Depuis que le président de l’Ouganda voisin Yoweri Museveni, a promulgué un nouvel arsenal judiciaire contre les personnes LGBT+, des leaders d’opinion en RD Congo multiplient les appels à suivre l’exemple ougandais, dans un contexte où l’on voit se profiler les futures élections générales (présidentielles, législatives et provinciales), prévues pour le 23 décembre 2023.
Pour rappel, désormais en Ouganda, l’homosexualité est passible de la peine capitale, pour des faits « d’homosexualité aggravée », en cas de récidive.
En filigranes, c’est aussi l’absence de perspectives et de propositions politiques pour la RD Congo qui permet l’expression de cette homophobie en politique, alors que les instances étatiques héritées de la colonisation impliquent un renouvellement périodique de la classe dirigeante du pays.
La RD Congo est un pays de 95 millions d’habitants (Banque mondiale; 2021), qui compte 2,3 millions de km².
Pour 76crimes, Jérémie Safari, le directeur général de Rainbow Sunrise Mapambazuko de Bukavu, nous livre son regard sur les récents développements en cours de l’homophobie dans son pays.

Jérémie Safari : « Un journaliste de la chaîne de radio Top Congo FM, Marcel Kitambala, s’est épanché sur Twitter quant aux confidences que lui aurait faites un parlementaire, dans un dessein de pénaliser l’homosexualité en RD. Congo, alors que notre pays n’a aucune disposition législative à ce sujet.
Comme on pouvait s’y atteindre, hélas, ce type d’argument fait mouche dans l’opinion publique et rencontre un assez large écho dans les médias.
Qui plus est, un sit-in vient de se tenir à Lubumbashi, en réponse à un opérateur économique qui a utilisé des sacs aux couleurs arc-en-ciel, en guise de goodies, lors d’un forum économique dédié au monde des affaires dans le secteur minier ».
76crimes : « Pouvez-vous nous en dire plus ? »

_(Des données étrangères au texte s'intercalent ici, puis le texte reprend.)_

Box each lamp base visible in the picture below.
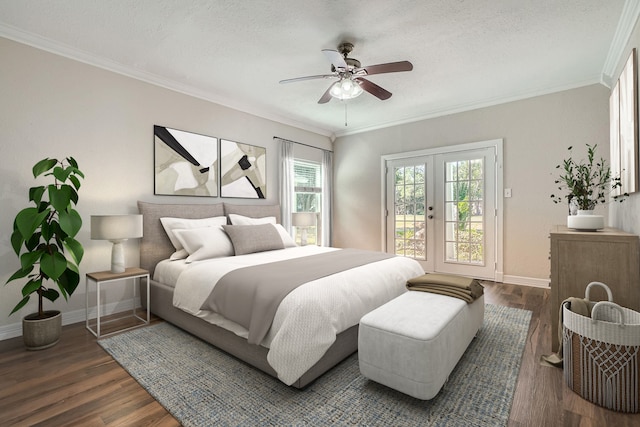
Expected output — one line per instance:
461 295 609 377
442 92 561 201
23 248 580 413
110 240 126 273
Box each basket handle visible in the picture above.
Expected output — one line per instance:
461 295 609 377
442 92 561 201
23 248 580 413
584 281 613 302
591 301 626 326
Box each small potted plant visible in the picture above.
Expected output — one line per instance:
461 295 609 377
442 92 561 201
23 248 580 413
550 144 624 230
6 157 84 349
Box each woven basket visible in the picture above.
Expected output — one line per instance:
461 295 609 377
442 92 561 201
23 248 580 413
563 282 640 413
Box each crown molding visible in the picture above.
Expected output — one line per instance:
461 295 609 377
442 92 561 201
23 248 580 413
601 0 640 85
334 76 603 138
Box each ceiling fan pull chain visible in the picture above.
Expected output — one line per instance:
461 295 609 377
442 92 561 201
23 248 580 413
344 101 348 126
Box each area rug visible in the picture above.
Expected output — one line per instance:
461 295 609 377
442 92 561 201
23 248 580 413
99 304 532 426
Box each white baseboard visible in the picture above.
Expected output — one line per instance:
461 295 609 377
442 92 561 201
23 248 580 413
0 298 139 342
501 275 550 288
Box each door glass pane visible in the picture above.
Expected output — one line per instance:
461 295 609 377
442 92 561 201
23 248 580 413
470 159 483 179
415 164 425 183
446 162 457 181
415 186 425 215
393 165 426 260
443 159 484 265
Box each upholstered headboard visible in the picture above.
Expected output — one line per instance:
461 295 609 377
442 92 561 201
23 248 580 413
137 201 281 275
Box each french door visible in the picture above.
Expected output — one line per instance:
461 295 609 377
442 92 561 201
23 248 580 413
385 145 499 280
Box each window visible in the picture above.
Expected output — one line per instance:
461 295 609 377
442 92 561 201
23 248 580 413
294 160 321 245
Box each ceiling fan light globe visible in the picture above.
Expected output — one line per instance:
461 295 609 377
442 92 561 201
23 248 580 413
329 78 363 100
351 82 363 97
330 83 342 97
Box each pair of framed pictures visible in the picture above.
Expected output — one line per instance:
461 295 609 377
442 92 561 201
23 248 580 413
154 125 266 199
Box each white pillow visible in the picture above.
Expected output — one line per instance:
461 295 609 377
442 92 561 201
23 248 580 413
228 213 276 226
172 226 234 263
273 224 297 248
160 216 227 260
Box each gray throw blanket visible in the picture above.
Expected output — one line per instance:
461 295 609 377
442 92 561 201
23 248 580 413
200 249 394 345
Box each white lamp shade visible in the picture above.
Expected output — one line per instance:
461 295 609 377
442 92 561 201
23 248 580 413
91 214 143 273
292 212 316 227
91 215 143 241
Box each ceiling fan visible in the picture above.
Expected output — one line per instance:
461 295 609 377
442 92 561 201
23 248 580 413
279 42 413 104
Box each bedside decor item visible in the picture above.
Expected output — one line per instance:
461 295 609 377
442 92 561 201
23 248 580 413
550 144 624 230
292 212 316 245
6 157 84 350
91 214 143 273
154 125 218 197
220 139 267 199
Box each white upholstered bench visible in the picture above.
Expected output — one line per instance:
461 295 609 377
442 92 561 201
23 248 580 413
358 290 485 400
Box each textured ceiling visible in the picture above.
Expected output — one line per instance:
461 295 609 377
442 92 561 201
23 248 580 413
0 0 631 137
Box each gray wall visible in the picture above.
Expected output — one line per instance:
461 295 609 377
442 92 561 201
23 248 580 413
0 37 330 334
333 84 610 283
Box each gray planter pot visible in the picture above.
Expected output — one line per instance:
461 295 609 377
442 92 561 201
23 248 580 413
22 310 62 350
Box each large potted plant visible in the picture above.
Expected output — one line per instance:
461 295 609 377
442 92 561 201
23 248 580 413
6 157 84 350
550 144 624 230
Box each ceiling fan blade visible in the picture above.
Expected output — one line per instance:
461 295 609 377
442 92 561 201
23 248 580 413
279 74 336 84
322 49 348 70
357 77 392 100
317 83 334 104
358 61 413 76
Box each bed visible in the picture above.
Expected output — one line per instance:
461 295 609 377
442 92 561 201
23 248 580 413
137 201 424 388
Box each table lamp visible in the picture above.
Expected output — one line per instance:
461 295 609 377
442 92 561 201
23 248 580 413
91 214 143 273
292 212 316 246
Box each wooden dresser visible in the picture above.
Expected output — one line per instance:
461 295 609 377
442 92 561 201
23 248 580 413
549 225 640 352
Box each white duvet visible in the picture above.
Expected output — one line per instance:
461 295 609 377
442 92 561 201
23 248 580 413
158 246 424 385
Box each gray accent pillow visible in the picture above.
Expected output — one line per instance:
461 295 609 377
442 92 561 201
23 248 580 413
222 224 285 255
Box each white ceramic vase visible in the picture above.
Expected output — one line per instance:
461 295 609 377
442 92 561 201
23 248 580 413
567 210 604 231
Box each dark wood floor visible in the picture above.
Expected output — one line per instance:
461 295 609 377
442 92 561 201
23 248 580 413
0 283 637 426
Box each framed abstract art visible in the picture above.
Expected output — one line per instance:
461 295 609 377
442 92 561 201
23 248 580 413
220 139 267 199
154 125 218 197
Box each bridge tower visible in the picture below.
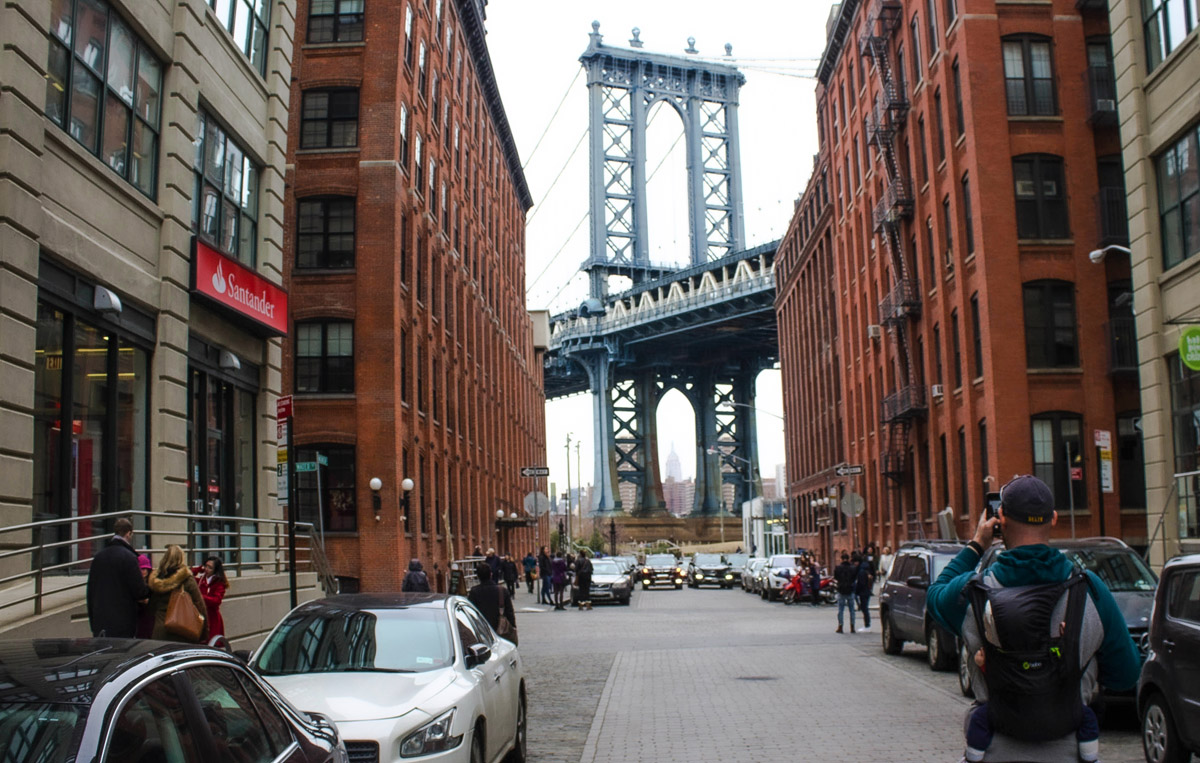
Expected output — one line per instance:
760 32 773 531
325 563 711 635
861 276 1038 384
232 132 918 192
568 24 763 517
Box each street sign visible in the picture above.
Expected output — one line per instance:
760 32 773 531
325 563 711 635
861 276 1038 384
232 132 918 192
295 461 318 473
835 464 864 477
520 466 550 478
317 453 328 466
841 492 866 518
1071 466 1084 481
524 491 550 514
276 394 292 420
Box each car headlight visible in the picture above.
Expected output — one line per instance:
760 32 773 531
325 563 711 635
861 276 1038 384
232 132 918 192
642 568 650 574
400 708 462 758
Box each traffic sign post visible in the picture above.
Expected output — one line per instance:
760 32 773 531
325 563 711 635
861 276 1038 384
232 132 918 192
835 464 864 477
520 466 550 478
276 395 297 608
520 466 550 546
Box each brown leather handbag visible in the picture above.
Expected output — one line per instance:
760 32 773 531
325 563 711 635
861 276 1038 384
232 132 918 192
164 588 205 642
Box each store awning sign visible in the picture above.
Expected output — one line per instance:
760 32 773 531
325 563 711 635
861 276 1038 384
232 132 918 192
1181 326 1200 372
193 240 288 336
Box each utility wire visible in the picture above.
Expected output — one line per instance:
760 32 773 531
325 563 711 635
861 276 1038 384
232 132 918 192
521 68 583 171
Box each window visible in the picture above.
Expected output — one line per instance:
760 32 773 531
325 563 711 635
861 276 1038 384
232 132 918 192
404 5 414 67
193 111 259 266
205 0 270 73
45 0 162 198
926 0 939 55
1166 569 1200 622
917 116 929 185
933 323 943 384
418 41 428 96
952 60 965 136
296 321 354 393
296 444 357 531
925 217 936 278
1157 125 1200 270
308 0 363 42
951 309 963 388
185 667 284 763
910 15 922 83
942 195 954 257
414 132 424 190
958 427 969 514
934 90 946 162
109 678 204 763
1032 412 1086 510
1003 36 1056 116
961 173 975 254
978 419 989 490
940 434 950 507
1023 280 1078 368
1117 412 1146 509
945 0 957 26
1013 154 1069 239
399 104 410 169
896 44 907 96
300 89 358 149
297 197 355 269
970 293 983 378
1144 0 1197 71
1170 356 1200 538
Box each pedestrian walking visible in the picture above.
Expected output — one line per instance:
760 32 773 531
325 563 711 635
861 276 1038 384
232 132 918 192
926 475 1139 763
402 559 431 592
877 545 894 596
808 558 823 607
501 555 518 596
467 564 516 643
574 550 593 609
147 545 209 643
522 551 537 594
551 551 569 610
193 555 228 641
855 551 873 631
85 517 149 638
538 546 553 605
833 552 858 633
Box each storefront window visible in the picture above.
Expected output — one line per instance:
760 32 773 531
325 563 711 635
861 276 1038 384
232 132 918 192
33 299 149 566
1170 355 1200 538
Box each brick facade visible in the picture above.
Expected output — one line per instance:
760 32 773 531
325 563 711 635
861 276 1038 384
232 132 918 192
780 0 1145 554
283 0 546 591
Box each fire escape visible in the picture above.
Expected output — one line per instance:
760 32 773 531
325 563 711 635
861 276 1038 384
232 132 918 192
859 0 926 486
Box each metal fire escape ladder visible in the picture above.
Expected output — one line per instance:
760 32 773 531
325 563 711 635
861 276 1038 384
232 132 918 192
860 0 924 485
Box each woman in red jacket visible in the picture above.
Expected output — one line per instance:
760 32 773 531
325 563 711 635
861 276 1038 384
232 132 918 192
193 555 228 640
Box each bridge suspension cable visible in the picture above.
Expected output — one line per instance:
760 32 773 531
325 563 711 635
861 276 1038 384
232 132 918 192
520 68 583 171
526 126 588 226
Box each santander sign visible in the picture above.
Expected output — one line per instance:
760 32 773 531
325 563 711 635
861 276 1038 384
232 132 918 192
194 240 288 336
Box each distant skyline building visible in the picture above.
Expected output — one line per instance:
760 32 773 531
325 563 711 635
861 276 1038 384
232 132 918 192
665 443 684 482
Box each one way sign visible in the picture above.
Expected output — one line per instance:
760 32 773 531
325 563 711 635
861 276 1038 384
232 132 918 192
520 466 550 478
835 464 864 477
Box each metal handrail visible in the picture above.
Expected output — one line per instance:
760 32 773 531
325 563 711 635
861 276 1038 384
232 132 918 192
0 509 337 618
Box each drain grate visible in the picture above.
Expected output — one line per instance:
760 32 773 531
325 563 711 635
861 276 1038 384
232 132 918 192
735 676 777 681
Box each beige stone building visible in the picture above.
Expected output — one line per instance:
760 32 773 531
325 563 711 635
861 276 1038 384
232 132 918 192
1 0 304 637
1108 0 1200 563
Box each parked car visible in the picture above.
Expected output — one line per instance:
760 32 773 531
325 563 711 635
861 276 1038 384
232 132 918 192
253 594 526 763
641 554 686 589
572 558 633 605
0 638 347 763
1138 553 1200 763
878 540 966 671
761 554 805 601
688 553 735 588
726 553 749 584
742 558 768 593
962 537 1158 699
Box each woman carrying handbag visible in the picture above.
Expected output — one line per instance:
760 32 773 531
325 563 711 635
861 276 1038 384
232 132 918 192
148 545 208 643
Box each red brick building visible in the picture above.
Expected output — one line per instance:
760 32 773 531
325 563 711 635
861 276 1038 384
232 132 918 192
779 0 1144 554
282 0 547 591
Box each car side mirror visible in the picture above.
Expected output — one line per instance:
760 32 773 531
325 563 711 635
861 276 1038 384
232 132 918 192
232 649 252 664
906 576 929 590
467 643 491 668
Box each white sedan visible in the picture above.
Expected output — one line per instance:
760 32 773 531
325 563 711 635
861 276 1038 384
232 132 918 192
252 593 526 763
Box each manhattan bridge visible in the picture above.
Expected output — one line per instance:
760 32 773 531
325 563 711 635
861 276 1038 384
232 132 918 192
542 23 782 518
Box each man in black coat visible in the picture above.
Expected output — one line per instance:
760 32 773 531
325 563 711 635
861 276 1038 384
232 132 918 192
833 552 859 634
86 517 149 637
537 546 553 605
467 564 516 643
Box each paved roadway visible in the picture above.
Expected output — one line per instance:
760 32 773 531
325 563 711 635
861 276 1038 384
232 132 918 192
511 583 1144 763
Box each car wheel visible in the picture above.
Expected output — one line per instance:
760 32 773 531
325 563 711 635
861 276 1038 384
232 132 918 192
958 639 975 698
471 730 485 763
642 582 649 590
1142 693 1187 763
505 693 527 763
926 623 954 671
881 612 903 655
674 583 682 590
621 595 631 605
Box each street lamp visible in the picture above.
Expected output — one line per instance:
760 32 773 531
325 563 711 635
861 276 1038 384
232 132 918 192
370 477 414 522
1088 243 1132 263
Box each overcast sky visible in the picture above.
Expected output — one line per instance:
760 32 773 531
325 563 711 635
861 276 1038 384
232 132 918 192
484 1 836 502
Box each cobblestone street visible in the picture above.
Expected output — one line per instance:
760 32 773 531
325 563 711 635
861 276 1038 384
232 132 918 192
512 584 1144 763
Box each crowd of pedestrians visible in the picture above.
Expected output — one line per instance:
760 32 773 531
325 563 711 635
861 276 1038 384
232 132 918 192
831 543 882 634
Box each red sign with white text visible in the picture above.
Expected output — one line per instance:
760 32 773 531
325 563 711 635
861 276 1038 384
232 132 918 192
193 240 288 335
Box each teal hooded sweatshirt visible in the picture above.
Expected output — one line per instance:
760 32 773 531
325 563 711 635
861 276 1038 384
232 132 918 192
926 543 1141 692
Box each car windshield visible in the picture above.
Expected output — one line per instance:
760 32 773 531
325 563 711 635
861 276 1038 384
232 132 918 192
1061 548 1158 592
769 555 801 569
592 561 622 575
255 607 454 675
726 554 748 567
0 703 84 763
694 554 722 566
646 555 676 566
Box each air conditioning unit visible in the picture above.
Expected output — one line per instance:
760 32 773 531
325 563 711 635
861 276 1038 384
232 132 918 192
931 384 945 398
1096 98 1116 111
944 250 955 271
867 324 882 339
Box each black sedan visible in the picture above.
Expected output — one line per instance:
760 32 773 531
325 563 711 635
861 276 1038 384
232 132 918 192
0 638 347 763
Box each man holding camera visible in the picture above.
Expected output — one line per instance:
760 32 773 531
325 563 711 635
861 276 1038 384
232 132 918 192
926 475 1140 762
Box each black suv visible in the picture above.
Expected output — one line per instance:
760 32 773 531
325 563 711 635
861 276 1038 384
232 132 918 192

Jérémie Safari : « Du 14 au 16 juin, les professionnels du secteur minier du pays se réunissent à l’hôtel Karavia de Lubumbashi dans le Katanga, pour la « DRC Mining Week », à cette occasion ont été remis un kit aux visiteurs et participants, avec entre autres, un sac aux couleurs bien identifiables, ainsi qu’une brochure en lien avec l’évènement.
Il n’en fallut pas plus pour mettre le feu aux poudres, puisque le leader du réseau des organisations de la société civile de la ville, Achille Ngoy a décidé d’un sit-in devant l’établissement hôtelier, en ce 15 juin, afin de signifier sa désapprobation quant au choix des couleurs des goodies distribués au public.
En effet, il y voit une publicité et un prosélytisme en faveur de l’acceptation de l’homosexualité en RD Congo, où elle n’est pas sanctionnée dans les textes de loi.
Pour l’heure, les organisateurs de la « DRC Mining week » ne se sont pas encore exprimés ».
76crimes : « Y voyez-vous une concomitance d’évènements ou les prémices d’une lame de fond LGBTphobe en RD Congo ? »
Jérémie Safari : « J’y vois deux choses. Un prolongement des obstacles à l’obtention de cartes d’électeurs pour les personnes LGBT+ visibles, qui ont du mal à pouvoir se faire enregistrer lors des campagnes d’inscription pour mettre à jour les listes électorales..

D’autre part, dans un contexte où la classe politique parvient de moins en moins à mobiliser les électeurs, agiter le chiffon quant aux questions LGBT+ peut avoir un effet salvateur pensent certains.
En outre, le contexte régional avec le durcissement de la législation contre les homosexuels dans l’Ouganda voisin n’a rien arrangé, bien au contraire. D’aucuns ici émettent qu’il s’agit même d’un exemple ou d’une voie à suivre.
Dans un monde en panne d’idée, finalement, les LGBTphobies se substituent à un imaginaire politique moderne qui fait défaut.
Néanmoins, nous ne comptons pas rester les bras croisés et nous voulons que le vote de chaque personne LGBT+ compte en RD Congo ».